Hamas “begged” for a cease-fire, and “they know very well why,” Prime Minister Benjamin Netanyahu said Wednesday morning, in his first public statements since the government agreed to a cease-fire in the South that went into effect on Tuesday evening.
Speaking at Midreshet Ben-Gurion in Sde Boker at the annual memorial for David and Paula Ben-Gurion, Netanyahu said that he cannot detail Israel plans for the future regarding the situation in Gaza. But, he said, “we will set the conditions and the right time for Israel, and for the security of our residents.”

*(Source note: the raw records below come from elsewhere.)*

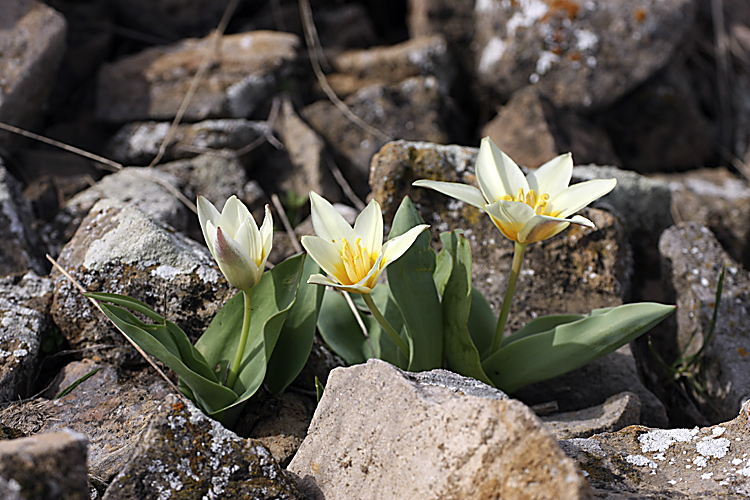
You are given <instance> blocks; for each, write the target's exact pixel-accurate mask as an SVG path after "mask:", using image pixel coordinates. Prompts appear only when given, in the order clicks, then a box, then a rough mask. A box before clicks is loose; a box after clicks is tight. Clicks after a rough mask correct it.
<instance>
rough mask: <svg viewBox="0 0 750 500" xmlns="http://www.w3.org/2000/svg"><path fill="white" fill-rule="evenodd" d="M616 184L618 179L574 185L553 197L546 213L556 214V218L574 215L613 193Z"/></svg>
mask: <svg viewBox="0 0 750 500" xmlns="http://www.w3.org/2000/svg"><path fill="white" fill-rule="evenodd" d="M616 184H617V179H594V180H592V181H586V182H580V183H578V184H573V185H572V186H570V187H569V188H568V189H566V190H564V191H562V192H561V193H559V194H558V195H557V196H555V197H553V198H552V199H551V200H550V201H549V204H548V205H547V208H546V209H545V210H544V213H545V214H554V215H555V216H556V217H567V216H569V215H572V214H574V213H576V212H577V211H579V210H580V209H582V208H583V207H585V206H586V205H588V204H589V203H591V202H592V201H594V200H596V199H597V198H601V197H602V196H604V195H605V194H607V193H609V192H610V191H612V190H613V189H614V187H615V185H616Z"/></svg>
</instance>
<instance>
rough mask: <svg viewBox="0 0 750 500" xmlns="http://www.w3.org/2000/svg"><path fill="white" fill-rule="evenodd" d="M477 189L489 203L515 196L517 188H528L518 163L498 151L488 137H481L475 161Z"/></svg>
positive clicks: (494, 144)
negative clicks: (477, 153)
mask: <svg viewBox="0 0 750 500" xmlns="http://www.w3.org/2000/svg"><path fill="white" fill-rule="evenodd" d="M476 171H477V182H478V183H479V189H481V190H482V194H483V195H484V197H485V199H486V200H487V202H489V203H494V202H495V201H497V200H499V199H500V198H502V197H503V196H506V195H509V196H512V197H515V196H516V195H518V190H519V188H521V189H523V190H524V192H526V191H528V190H529V183H528V182H527V181H526V177H525V176H524V175H523V172H522V171H521V169H520V168H518V165H516V163H515V162H514V161H513V160H511V159H510V157H509V156H508V155H506V154H505V153H503V152H502V151H500V148H498V147H497V146H496V145H495V143H494V142H492V140H491V139H490V138H489V137H485V138H484V139H482V144H481V145H480V146H479V154H478V155H477V162H476Z"/></svg>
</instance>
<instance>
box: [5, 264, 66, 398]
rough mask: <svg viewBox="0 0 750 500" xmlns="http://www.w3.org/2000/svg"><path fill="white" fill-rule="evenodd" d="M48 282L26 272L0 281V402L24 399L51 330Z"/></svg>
mask: <svg viewBox="0 0 750 500" xmlns="http://www.w3.org/2000/svg"><path fill="white" fill-rule="evenodd" d="M52 289H53V286H52V281H51V280H50V279H49V278H40V277H39V276H37V275H36V274H34V273H28V274H26V275H24V276H23V277H21V278H14V277H6V278H0V403H4V402H6V401H12V400H14V399H18V398H19V397H25V396H27V395H28V394H29V392H30V390H31V389H32V386H33V383H34V379H35V377H36V374H37V367H38V363H39V355H40V352H41V346H42V340H43V336H44V335H45V334H47V333H48V330H49V329H50V327H51V322H50V318H49V306H50V303H51V302H52Z"/></svg>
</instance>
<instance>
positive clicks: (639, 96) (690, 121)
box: [596, 63, 717, 173]
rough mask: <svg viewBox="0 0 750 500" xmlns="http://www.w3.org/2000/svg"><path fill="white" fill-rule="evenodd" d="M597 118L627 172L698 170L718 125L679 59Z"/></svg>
mask: <svg viewBox="0 0 750 500" xmlns="http://www.w3.org/2000/svg"><path fill="white" fill-rule="evenodd" d="M596 120H597V122H599V123H601V124H602V126H603V127H604V128H605V129H606V130H607V133H608V134H609V137H610V138H611V139H612V145H613V147H614V150H615V151H616V152H617V155H618V157H619V158H620V160H621V161H622V166H623V167H624V168H626V169H629V170H635V171H637V172H641V173H652V172H673V171H676V170H686V169H690V168H697V167H702V166H703V165H705V164H706V162H710V161H711V159H712V156H713V154H714V141H715V137H716V135H717V134H716V132H715V128H716V126H715V125H712V124H711V123H710V122H709V120H708V117H707V116H706V115H705V114H704V112H703V111H702V110H701V109H700V105H699V102H698V99H697V98H696V95H695V91H694V90H693V87H692V85H691V78H690V75H689V73H688V72H687V70H686V69H685V68H684V65H682V64H680V63H675V64H671V65H670V66H669V67H668V68H665V69H664V70H663V71H661V72H660V73H659V74H658V75H656V76H654V77H653V78H651V79H650V80H649V81H648V82H646V83H644V84H643V85H641V86H640V87H638V88H637V89H635V90H634V91H633V92H632V93H630V94H628V95H627V96H625V97H624V98H623V99H622V100H620V101H619V102H617V103H616V104H615V105H614V106H612V107H610V108H609V109H607V110H606V111H605V112H603V113H601V114H600V115H599V117H597V118H596Z"/></svg>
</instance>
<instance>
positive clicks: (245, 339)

Netanyahu, who has come under criticism from the Right and from some residents of the South who wanted to see a much more aggressive Israeli response to the Hamas terror from Gaza, drew parallels with the first prime minister.
“Ben-Gurion made decisions sometimes opposed to the popular public opinion,” he said. “In time of crisis, at a time of fateful decision regarding security, the public can not be a partner to considerations that must be hidden from the enemy.”
“At these times leadership is not doing the easy thing, but the right thing, even if it is hard,” he said. “Leadership is standing up to criticism when you know things that are secret and difficult.”
Turning to the residents of the South, some of whom took to the streets in protest on Tuesday evening when the cease-fire went into effect, Netanyahu said that he hears them and loves them.
“Your words penetrate, but together with the head of the security branches I see the wider picture, and I cannot share that with the public,” he said.